Mejia-Mejia described to CNN her desperation throughout her separation from Darwin. "It's like they're putting a knife in your chest and killing you." The Department of Homeland Security, Immigration and Customs Enforcement and US Customs and Border Protection all declined CNN's request for a comment on Mejia-Mejia's case.

Time reports that a Trump administration official has said 500 of the more than 2,300 children who were separated from their parents have since been reunited with their families. And with Trump now reversing his policy of family separation, children apprehended at the border who are with their parents will no longer be removed and detained away from them.

But that policy change in no way represents an end to the controversy over Trump's border policies. Statements made in late May by Steven Wagner — a high-ranking official with the Department of Health and Human Services — raised questions about just who is responsible for immigrant children.
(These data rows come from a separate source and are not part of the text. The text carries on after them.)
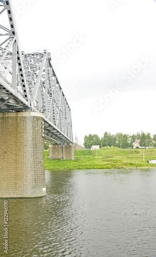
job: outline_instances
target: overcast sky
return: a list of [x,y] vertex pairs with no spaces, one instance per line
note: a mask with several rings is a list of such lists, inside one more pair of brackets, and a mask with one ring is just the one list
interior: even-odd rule
[[22,50],[51,51],[79,143],[156,134],[156,1],[12,2]]

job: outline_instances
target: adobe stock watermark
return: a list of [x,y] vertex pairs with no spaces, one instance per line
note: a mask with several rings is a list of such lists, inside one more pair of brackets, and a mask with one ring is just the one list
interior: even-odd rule
[[[128,70],[124,72],[122,75],[122,79],[124,82],[128,84],[136,78],[140,74],[142,69],[145,68],[152,60],[149,58],[147,55],[145,56],[141,56],[140,59],[136,65],[135,65],[131,70]],[[109,103],[111,102],[114,98],[118,95],[119,93],[123,90],[125,88],[125,82],[118,83],[114,87],[111,89],[107,89],[108,94],[104,97],[100,97],[99,98],[99,104],[92,105],[93,112],[96,115],[100,111],[102,111],[106,107]]]
[[109,4],[114,11],[116,7],[120,7],[125,0],[109,0]]
[[[62,62],[65,62],[69,57],[70,57],[76,51],[77,48],[80,47],[87,39],[87,38],[84,36],[81,33],[80,34],[75,34],[74,38],[72,43],[59,51],[57,53],[57,57],[61,59]],[[54,68],[58,68],[59,66],[59,63],[56,61],[52,62],[52,64]]]

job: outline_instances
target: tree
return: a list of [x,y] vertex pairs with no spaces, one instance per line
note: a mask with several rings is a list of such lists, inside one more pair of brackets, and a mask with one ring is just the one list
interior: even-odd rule
[[153,140],[155,141],[155,142],[156,142],[156,135],[155,135],[155,134],[154,134],[154,135],[153,135]]
[[136,139],[141,139],[141,134],[140,133],[139,133],[138,132],[138,133],[136,134]]
[[44,150],[47,150],[49,148],[49,143],[47,142],[44,142]]
[[152,139],[150,133],[146,133],[146,146],[152,146],[153,144]]
[[123,139],[122,140],[122,148],[128,148],[129,147],[130,143],[129,141],[129,135],[128,134],[126,135],[125,134],[123,135]]
[[100,146],[101,146],[101,139],[100,137],[98,135],[94,134],[92,136],[92,145],[100,145]]
[[91,148],[93,145],[92,135],[89,134],[89,136],[85,136],[84,137],[84,146],[86,148]]
[[136,135],[133,134],[132,136],[130,136],[130,142],[129,142],[129,146],[133,148],[133,143],[135,142],[136,139],[138,139]]
[[139,144],[141,147],[144,147],[144,148],[146,148],[146,134],[144,133],[144,132],[143,132],[143,131],[141,132],[141,140],[140,141]]
[[112,145],[110,133],[108,133],[106,131],[104,133],[104,137],[102,139],[102,143],[103,146],[110,146]]
[[122,140],[123,139],[123,134],[120,132],[115,135],[116,142],[115,146],[119,148],[122,148]]
[[91,148],[92,145],[101,145],[100,138],[96,134],[85,136],[84,137],[84,146],[86,148]]

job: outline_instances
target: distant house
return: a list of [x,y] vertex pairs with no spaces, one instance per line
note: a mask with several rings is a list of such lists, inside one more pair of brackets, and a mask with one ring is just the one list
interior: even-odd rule
[[[140,145],[140,141],[141,139],[136,139],[136,140],[135,141],[135,142],[134,142],[133,143],[133,148],[134,149],[135,149],[135,148],[136,148],[136,147],[138,146],[139,148],[144,148],[144,146],[141,146]],[[153,141],[152,140],[152,142],[153,143],[155,143],[155,141]],[[152,146],[149,146],[149,148],[153,148],[153,146],[152,145]]]
[[98,150],[100,149],[100,145],[92,145],[91,148],[91,150]]
[[148,161],[149,163],[156,163],[156,160],[149,160]]

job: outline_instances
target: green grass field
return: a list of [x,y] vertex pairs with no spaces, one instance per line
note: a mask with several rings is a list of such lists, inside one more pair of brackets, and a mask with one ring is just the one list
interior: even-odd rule
[[[143,153],[145,152],[145,162]],[[75,151],[75,160],[49,160],[49,151],[45,151],[46,170],[82,170],[92,169],[119,169],[154,168],[156,164],[149,164],[147,160],[156,159],[156,148],[120,149],[116,147],[104,147],[96,151]]]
Wagner said that of 7,635 kids placed by HHS with sponsors between October and December of 2017, the organization had been unable to locate 1,465 of them.

Wagner argued that once a child is placed with a sponsor, HHS and the ORR (Office of Refugee Resettlement) have historically been released from any responsibility for immigrant children that were in their custody. But the agency faced criticism over the fact it was unable to verify the location and well-being of a full 19 percent of the children it had placed.

Another potential problem is the dubious legality of detaining families together. The Flores Agreement makes it a legal priority to detain children for the least amount of time possible, and stipulates they be held in the least restrictive environment available. As Dara Lind outlines at Vox, the Agreement — which came out of a lawsuit filed in the 1980s by a 15-year-old immigrant — has morphed over time into a set of actual laws governing how migrant children can be detained.

One of the biggest hurdles for the Trump administration’s plan to detain families together is the fact that children cannot be held for more than 20 days. Processing thousands of families — most of them, presumably, facing deportation back to their home countries — is not something the system is currently set up to do expediently.

It's unlikely Mejia-Mejia was thinking about any of that when she and her son were at last reunited Friday. But the legal uncertainty raised by family separation is, for the foreseeable future, still harming plenty of immigrant families.